This edited volume investigates how Gulf women negotiate spaces of dissent through their writing. The focus on women’s narratives offers critical perspectives on how women in the Gulf construct themselves as gendered selves and authors, how they exist within public and private spaces, and how voice and agency are part of their conversations in various spheres. In the process, the book engages readers in theoretical reflections and conversations with literary works, media, the law, disability studies, and oral narratives from the Gulf.
This timely volume fills in a serious gap in research and contributes to countering stereotypes and prejudices about Muslim and Arab women, specifically those located in the Arabian Gulf. The chapters gathered here challenge narratives of submissiveness, powerlessness, and victimization in order to uncover women’s social, cultural, and political contributions in their countries of origin or residence.

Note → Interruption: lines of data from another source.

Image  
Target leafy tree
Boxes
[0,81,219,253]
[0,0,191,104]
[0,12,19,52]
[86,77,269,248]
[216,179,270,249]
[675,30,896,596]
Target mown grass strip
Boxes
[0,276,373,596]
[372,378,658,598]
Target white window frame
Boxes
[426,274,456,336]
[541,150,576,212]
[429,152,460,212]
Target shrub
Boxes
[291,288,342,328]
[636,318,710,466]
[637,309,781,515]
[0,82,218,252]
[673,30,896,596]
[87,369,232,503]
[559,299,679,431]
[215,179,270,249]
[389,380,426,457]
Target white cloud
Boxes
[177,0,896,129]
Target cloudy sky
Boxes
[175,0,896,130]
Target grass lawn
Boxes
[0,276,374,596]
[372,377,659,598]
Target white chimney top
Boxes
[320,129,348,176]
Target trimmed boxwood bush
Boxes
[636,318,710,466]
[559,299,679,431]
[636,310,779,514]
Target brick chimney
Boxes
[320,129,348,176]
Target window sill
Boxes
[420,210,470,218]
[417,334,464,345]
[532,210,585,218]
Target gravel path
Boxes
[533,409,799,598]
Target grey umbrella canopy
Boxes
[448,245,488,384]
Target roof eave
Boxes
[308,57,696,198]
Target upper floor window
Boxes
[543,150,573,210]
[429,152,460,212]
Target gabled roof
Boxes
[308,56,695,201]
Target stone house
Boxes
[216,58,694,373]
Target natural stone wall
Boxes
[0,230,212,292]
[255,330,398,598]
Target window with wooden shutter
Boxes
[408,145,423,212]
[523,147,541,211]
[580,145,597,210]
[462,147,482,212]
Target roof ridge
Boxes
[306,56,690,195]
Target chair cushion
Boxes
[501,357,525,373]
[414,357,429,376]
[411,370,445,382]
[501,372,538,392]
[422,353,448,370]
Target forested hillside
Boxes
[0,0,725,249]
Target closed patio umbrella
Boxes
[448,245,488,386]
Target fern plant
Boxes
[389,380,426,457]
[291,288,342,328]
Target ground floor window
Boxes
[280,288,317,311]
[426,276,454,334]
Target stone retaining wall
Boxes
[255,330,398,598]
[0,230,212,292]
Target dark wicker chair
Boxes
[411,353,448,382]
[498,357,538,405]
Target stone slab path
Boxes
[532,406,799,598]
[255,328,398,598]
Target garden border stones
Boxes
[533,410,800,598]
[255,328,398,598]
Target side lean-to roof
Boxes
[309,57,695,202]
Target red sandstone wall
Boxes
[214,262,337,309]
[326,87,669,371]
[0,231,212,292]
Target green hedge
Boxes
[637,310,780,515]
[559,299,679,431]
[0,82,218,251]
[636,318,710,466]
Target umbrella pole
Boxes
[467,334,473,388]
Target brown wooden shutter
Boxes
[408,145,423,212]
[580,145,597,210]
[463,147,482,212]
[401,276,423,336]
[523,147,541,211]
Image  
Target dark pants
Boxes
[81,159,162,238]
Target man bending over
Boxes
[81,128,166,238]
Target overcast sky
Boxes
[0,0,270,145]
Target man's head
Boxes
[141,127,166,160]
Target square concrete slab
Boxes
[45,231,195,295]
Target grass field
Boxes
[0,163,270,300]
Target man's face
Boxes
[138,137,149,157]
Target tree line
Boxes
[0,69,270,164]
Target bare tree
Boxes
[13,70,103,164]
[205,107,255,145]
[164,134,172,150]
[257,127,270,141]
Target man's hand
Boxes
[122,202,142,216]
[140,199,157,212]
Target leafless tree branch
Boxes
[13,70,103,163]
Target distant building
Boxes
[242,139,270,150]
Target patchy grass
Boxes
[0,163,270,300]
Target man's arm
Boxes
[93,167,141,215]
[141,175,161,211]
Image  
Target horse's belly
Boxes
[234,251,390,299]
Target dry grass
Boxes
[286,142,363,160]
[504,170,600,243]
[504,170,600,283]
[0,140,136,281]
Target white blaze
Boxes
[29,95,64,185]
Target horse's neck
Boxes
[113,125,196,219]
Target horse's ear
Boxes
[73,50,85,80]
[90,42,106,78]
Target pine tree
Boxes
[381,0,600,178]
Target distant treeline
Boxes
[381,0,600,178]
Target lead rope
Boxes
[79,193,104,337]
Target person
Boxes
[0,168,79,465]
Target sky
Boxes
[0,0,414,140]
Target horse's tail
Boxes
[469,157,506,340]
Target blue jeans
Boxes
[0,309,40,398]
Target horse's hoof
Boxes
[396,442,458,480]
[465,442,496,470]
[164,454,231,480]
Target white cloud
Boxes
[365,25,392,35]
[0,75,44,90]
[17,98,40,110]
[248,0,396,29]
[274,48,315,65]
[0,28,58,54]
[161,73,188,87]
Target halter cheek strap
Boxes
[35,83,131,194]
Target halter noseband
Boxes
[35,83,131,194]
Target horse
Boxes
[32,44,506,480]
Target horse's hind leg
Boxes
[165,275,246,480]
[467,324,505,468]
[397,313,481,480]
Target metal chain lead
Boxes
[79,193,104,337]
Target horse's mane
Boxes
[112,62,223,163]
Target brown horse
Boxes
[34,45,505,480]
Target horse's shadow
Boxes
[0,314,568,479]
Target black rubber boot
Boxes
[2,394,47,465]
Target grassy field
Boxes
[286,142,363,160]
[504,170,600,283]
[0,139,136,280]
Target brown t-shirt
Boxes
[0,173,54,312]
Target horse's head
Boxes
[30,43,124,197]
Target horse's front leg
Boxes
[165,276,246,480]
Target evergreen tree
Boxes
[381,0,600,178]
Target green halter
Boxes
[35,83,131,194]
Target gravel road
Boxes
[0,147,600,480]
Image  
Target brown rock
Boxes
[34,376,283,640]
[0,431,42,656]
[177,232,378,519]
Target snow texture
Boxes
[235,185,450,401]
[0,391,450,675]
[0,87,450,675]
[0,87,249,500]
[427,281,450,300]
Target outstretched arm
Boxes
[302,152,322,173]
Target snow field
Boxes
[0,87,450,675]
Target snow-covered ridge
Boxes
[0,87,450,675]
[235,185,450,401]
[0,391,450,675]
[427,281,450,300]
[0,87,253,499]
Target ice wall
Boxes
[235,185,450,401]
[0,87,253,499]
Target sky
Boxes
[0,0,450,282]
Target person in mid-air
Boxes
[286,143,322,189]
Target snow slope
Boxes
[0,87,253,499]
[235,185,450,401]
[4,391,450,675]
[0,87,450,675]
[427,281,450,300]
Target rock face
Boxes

The editors and contributors are specialists of the area, with the majority of them being from the Gulf. They include scholars and students, practitioners and entrepreneurs, all writing from a position of insight that stems from long-term engagement with the region. This offers a wide range of voices and perspectives that enrich the volume with a variety of topics, methodologies, and formats. This multidisciplinarity makes for the book’s broad appeal to the general reading public as well as specialists, practitioners, members of the press and civil society, as well as policymakers. This volume will also be a valuable resource to international audiences with an interest in the region.